Zeuln wies damals ca. 650 Einwohner in ungefähr 80 Häusern auf. Der älteste schriftliche Nachweis dafür, daß in Zeuln Markt gehalten wurde und dem Fürstbischof dafür Steuern zu zahlen
waren, findet sich im Bamberger Fraischbuch von 1565, in dem alle Gerichtsbezirke (Officia) des Hochstifts Bamberg samt den dazugehörigen Ortschaften und jeweiligen Rechtsverhältnissen genau aufgelistet sind.
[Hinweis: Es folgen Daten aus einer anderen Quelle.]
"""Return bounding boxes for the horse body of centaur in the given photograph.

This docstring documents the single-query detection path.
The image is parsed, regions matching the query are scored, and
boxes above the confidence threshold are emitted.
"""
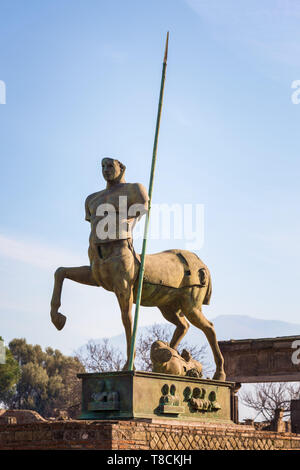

In der detaillierten Eintragung Zeulns unter dem Amt Burgkunstadt heißt es unter anderem, daß der Zehnt vonn den zu Zeülenn abgehalttenen sechs Märktt dem Bischof zu entrichten sei, und zwar über das Kastenamt Lichtenfels.
Daß Marktzeuln, wie es in den beiden Zeulner Festschriften von 1971 und 1995 heißt, um das Jahr 1570 das Marktrecht verliehen bekommen hätte, entbehrt der historischen Grundlage und ist nach Überprüfung der geschichtlichen Gegebenheiten unwahrscheinlich.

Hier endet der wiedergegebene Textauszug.